I wanted to mention that according to the website of the commissioner, there have been 653 disclosures under the act in the past eight years. These might not have all been related to the disclosures, but there have been 215 reprisal complaints during that period. That's a ratio of 3:1. For every three disclosures that have been made, there has been one reprisal complaint. Whether or not they all came from the disclosures, it's not clear, but that's the percentage.
Of those 215 reprisal complaints, only six cases have gone to the point of maybe having a hearing at the tribunal. That's a percentage of 2.9%. In the U.K., in the 18 years that law has been in place, 18.7% of people filing a claim under their whistle-blower law have had a hearing. That means that six times more people in the U.K. have gone to hearing than in Canada. That's a very low percentage. I think we need to study the barriers to having a hearing.

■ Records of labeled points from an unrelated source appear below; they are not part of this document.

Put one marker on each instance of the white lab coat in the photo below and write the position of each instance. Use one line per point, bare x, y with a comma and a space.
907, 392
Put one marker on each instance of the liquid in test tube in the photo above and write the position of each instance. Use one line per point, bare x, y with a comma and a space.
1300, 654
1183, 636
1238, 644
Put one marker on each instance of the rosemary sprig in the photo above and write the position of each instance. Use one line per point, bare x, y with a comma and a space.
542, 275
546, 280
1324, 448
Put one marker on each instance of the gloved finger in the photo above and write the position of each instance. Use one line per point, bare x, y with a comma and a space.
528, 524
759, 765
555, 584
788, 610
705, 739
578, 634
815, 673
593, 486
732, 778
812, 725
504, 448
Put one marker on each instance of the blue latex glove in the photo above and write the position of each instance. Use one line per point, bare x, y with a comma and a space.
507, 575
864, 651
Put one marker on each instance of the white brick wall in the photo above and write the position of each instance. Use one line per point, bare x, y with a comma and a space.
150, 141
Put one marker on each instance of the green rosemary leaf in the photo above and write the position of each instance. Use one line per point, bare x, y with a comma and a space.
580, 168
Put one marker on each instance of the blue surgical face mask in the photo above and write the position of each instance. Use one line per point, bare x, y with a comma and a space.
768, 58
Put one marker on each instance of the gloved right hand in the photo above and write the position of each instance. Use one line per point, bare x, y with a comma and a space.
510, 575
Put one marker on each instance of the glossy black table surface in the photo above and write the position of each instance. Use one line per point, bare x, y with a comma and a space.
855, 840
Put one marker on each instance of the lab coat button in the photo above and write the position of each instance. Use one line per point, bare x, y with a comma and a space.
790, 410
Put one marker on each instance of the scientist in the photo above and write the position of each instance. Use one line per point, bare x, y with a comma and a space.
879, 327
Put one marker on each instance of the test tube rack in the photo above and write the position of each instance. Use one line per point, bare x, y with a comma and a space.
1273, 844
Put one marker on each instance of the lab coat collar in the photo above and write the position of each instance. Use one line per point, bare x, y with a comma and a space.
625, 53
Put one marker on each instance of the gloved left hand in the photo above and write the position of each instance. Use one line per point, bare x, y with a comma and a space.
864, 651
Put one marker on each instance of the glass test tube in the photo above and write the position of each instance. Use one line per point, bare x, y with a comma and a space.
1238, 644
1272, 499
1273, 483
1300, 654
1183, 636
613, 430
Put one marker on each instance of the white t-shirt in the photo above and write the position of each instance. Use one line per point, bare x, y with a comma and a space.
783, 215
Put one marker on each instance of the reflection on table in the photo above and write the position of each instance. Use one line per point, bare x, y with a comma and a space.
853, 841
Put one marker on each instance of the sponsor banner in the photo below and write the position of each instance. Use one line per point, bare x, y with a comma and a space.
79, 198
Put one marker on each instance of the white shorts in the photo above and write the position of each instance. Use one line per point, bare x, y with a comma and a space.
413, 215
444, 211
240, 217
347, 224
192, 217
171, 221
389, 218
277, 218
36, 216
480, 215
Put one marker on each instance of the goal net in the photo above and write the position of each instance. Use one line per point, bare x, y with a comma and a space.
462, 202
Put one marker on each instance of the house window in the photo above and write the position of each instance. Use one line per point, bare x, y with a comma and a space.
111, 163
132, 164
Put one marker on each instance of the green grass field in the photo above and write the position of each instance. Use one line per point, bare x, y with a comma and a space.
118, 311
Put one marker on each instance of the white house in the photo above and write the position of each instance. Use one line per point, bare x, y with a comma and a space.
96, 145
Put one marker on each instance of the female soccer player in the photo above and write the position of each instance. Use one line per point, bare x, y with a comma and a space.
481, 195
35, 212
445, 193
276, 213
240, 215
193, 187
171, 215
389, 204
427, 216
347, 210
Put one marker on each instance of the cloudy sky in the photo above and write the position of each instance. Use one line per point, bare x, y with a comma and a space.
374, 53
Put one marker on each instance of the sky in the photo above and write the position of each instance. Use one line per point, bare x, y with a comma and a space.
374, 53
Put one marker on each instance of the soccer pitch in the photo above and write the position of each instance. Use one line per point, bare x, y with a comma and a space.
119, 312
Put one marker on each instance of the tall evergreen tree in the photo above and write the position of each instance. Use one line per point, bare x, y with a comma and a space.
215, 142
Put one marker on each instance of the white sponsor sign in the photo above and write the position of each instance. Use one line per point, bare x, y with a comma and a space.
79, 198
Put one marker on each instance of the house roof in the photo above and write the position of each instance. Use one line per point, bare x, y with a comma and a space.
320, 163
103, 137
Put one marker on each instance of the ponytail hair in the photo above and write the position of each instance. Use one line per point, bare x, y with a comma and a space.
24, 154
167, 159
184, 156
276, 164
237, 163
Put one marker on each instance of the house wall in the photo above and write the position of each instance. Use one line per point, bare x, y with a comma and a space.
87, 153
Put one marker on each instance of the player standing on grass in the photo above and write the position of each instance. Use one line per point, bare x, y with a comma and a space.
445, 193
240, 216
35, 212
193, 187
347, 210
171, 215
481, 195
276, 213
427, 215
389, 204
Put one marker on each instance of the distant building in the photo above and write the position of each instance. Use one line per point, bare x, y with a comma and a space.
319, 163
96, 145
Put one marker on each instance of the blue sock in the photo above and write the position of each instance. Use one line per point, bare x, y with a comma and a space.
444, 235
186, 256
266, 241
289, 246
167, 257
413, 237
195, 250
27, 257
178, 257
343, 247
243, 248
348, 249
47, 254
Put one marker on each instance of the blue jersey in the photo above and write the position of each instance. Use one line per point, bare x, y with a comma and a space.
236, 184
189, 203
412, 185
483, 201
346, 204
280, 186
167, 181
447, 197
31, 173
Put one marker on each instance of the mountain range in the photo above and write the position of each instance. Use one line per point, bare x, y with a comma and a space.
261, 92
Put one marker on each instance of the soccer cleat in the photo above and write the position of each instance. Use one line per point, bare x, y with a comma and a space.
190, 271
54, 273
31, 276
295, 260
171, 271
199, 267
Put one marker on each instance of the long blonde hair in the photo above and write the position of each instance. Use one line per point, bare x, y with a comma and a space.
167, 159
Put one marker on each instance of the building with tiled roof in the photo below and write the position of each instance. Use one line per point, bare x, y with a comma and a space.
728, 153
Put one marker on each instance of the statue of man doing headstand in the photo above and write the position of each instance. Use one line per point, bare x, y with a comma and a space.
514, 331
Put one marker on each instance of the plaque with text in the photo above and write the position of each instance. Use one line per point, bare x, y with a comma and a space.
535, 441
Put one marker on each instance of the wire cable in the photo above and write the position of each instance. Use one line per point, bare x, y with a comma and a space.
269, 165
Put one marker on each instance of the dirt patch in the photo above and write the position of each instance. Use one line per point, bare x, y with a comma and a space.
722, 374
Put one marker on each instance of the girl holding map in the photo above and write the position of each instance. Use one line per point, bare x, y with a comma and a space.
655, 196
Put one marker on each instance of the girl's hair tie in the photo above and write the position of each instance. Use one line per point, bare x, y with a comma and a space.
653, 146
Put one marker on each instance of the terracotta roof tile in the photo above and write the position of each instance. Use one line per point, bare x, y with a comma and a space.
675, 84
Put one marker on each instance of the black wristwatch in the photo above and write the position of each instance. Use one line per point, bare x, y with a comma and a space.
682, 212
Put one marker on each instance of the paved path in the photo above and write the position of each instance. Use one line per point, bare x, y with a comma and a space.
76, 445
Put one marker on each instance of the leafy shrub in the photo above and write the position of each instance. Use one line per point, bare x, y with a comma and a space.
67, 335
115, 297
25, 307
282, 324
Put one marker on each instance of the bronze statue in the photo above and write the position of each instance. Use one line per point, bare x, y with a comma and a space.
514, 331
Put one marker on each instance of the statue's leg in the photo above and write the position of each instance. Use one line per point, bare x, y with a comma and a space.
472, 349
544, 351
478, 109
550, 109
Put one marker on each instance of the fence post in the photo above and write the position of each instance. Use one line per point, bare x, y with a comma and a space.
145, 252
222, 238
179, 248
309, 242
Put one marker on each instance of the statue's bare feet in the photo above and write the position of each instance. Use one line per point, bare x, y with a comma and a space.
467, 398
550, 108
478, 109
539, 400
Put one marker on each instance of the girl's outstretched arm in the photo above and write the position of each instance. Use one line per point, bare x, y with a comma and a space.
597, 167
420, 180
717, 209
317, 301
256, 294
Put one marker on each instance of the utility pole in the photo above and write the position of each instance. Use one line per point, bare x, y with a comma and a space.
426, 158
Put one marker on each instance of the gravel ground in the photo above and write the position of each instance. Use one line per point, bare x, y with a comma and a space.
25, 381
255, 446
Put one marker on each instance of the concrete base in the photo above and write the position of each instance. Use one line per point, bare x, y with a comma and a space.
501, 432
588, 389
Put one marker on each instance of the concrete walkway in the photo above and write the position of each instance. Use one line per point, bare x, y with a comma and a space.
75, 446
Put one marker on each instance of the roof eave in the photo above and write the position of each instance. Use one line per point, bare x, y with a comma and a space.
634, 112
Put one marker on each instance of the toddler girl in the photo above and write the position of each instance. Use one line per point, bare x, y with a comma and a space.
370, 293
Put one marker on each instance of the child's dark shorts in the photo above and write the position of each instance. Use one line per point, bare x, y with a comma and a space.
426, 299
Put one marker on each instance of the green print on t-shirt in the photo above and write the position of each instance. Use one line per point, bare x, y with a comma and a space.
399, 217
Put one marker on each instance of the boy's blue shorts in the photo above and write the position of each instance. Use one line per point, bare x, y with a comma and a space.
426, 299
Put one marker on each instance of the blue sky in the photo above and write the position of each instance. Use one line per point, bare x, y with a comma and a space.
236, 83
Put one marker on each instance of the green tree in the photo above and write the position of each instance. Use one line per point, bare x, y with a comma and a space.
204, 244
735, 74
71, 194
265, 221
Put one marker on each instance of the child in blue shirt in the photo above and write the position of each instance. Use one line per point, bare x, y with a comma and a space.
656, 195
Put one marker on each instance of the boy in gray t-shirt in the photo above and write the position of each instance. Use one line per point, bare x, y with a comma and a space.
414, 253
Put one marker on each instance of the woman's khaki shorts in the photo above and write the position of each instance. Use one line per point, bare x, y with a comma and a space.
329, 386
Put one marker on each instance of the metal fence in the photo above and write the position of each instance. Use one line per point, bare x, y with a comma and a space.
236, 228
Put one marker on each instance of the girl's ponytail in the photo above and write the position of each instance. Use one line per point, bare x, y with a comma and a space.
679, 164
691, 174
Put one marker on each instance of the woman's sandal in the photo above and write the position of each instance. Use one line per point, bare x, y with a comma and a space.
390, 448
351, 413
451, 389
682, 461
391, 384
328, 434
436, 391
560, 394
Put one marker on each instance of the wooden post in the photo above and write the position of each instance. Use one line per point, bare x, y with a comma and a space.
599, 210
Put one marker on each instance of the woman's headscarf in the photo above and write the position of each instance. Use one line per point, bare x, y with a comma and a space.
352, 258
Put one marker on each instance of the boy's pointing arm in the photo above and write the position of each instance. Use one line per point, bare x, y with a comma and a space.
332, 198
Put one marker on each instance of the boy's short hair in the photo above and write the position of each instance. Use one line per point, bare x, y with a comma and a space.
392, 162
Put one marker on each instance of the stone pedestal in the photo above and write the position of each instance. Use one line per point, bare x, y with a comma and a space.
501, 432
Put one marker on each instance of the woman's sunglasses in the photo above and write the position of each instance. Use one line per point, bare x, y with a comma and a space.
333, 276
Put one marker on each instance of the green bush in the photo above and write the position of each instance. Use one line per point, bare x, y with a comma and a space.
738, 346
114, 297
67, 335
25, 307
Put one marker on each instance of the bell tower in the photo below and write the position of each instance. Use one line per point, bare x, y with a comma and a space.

I apologize for a mistake when I described the commission as being an executive branch. It's legislative. Court protection is not the best practice. You need to have an agency, like the gentleman from Democracy Watch says, like Bosnia has and many other countries do now. The executive branch agency has the power and in Bosnia, they do it in 30 days and emergency cases are processed in seven days to assess the retaliation and protect the person. John and Tom can testify that each day that goes by for the whistle-blower, they fall further and further into the hole of career assassination, character assassination, ostracizing, brutal harassment, and very bad conditions at work. The case that was on the schedule yesterday at the tribunal, the Chantal Dunn case. I don't even know if that case happened at the tribunal yesterday. That case is from 2012. That's atrocious. You can't wait four and a half years for a case.